The VGA standard was developed to provide significantly enhanced modes and capabilities with respect to the EGA system. The VGA protocol has substantially replaced the EGA system and is now utilized as the industry standard. EGA equipment is still, however, utilized and supported.
The VGA monitor is an analog monitor that receives analog video signals from the CPU. The VGA standard supports 256 simultaneous colors from a palette of 256K colors, and all text and graphics modes with resolution formats ranging from 320.times.200 pixels to 640.times.480 pixels. The VGA character matrix is 9.times.14 pixels. The VGA monitor is a "verisync" monitor in that the monitor supports numerous resolution formats without a plurality of horizontal and vertical oscillators as in the multi-sync monitor. The VGA monitor utilizes only one horizontal oscillator and only one vertical oscillator. The VGA standard supports the various text and graphics modes with plugable circuit boards within the CPU that provide logic and programming, in a well-known manner, such that the various required resolutions are properly effected by the VGA monitor. Logic, implementing clock alterations and pixel combinations and the like, effects the various modes.
Notwithstanding the enhanced capability of the VGA standard, the VGA monitor is significantly less expensive than the EGA monitor because of the analog video simplicity and the single horizontal and vertical oscillator requirements thereof. Additionally, since the VGA monitor is currently the most widely used type, large scale mass production has resulted in greatly reducing the price thereof. Thus, the VGA monitor is significantly less expensive than the EGA monitor and extremely more economical than the multi-sync EGA monitor.
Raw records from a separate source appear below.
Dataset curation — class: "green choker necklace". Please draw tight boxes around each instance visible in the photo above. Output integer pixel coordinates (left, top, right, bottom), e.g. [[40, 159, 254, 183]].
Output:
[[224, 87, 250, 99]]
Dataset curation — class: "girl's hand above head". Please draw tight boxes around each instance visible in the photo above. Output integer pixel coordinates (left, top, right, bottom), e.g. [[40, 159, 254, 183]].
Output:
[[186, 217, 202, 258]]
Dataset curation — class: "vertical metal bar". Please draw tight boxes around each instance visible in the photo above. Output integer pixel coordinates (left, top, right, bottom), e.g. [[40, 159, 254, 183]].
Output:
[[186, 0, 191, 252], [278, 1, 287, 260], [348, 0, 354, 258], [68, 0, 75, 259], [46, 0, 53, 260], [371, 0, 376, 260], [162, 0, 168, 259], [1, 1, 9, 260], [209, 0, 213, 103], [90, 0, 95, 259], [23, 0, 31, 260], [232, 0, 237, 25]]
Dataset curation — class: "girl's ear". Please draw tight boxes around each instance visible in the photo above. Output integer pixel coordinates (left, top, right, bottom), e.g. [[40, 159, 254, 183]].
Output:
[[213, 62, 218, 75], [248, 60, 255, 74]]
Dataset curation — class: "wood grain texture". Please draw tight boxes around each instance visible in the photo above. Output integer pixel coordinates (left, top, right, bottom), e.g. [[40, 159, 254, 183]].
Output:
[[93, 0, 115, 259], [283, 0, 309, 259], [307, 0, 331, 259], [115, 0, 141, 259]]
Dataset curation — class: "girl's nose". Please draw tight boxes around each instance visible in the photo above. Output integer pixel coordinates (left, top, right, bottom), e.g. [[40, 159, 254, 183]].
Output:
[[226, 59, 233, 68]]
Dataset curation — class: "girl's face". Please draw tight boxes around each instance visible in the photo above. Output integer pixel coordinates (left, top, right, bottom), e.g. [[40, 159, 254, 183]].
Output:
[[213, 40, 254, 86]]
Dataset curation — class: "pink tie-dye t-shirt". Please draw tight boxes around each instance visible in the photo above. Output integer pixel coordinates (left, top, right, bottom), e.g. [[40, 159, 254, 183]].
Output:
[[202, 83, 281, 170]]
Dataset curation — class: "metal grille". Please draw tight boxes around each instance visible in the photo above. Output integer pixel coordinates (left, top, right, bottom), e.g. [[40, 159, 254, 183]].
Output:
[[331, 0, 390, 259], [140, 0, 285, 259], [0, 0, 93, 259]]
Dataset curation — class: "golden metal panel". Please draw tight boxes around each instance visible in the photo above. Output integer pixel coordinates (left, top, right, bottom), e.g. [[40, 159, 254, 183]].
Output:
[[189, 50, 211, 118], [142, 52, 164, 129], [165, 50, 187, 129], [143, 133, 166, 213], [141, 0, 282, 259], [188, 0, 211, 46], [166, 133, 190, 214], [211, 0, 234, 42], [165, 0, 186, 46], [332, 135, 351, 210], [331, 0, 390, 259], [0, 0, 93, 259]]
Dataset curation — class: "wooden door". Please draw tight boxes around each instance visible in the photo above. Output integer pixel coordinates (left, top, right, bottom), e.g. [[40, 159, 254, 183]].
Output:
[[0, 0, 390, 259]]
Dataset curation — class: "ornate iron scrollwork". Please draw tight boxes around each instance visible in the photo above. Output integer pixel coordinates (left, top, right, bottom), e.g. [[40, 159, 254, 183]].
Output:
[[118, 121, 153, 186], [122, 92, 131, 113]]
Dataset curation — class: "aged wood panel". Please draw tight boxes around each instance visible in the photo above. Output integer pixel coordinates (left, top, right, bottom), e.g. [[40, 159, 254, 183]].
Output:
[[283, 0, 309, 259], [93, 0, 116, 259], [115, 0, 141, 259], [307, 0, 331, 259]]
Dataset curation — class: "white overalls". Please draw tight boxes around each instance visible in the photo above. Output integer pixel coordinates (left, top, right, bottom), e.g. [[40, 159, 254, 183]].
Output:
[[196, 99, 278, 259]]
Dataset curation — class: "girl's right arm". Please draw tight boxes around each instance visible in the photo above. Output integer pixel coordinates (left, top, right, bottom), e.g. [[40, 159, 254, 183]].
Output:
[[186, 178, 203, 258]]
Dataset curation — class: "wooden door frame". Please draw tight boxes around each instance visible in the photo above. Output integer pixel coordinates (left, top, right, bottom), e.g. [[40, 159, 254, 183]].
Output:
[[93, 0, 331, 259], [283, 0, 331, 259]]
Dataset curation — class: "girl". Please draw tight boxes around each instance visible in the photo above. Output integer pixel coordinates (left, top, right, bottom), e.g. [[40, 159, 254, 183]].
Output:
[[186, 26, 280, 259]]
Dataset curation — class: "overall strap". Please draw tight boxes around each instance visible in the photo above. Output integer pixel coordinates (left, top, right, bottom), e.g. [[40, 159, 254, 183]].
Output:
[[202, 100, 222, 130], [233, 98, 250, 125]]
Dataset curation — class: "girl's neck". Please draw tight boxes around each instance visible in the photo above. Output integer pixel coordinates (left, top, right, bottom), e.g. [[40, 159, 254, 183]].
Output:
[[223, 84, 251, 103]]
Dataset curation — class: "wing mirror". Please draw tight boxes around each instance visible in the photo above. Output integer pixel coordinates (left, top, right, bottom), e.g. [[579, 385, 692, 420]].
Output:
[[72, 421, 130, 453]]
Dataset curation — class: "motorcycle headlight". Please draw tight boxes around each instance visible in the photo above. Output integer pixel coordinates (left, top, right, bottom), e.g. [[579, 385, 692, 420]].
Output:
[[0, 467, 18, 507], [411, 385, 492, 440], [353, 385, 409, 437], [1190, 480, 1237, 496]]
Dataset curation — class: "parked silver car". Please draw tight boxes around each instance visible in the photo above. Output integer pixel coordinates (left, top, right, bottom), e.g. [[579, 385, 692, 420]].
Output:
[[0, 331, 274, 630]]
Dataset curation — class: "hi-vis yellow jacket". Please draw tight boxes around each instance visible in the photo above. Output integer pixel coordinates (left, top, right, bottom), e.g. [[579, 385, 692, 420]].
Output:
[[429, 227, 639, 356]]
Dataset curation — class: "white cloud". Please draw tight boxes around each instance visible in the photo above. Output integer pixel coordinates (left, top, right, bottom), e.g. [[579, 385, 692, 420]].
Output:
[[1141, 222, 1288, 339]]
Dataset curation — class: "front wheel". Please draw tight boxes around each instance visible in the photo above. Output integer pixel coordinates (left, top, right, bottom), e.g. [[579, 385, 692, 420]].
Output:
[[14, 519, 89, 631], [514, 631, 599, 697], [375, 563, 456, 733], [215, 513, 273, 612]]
Although the VGA standard supports all known graphics and English language text modes, the VGA system does not adequately support the display of Japanese text for the reasons discussed above with respect to the EGA standard. Thus, the current state of the art is that the AX-EGA standard exists for supporting Japanese text and EGA modes but requires an extremely expensive multi-sync EGA monitor. The industry standard VGA protocol provides enhanced capabilities and supports significantly more modes than the prior EGA standard, but is unsuitable for the display of Japanese text.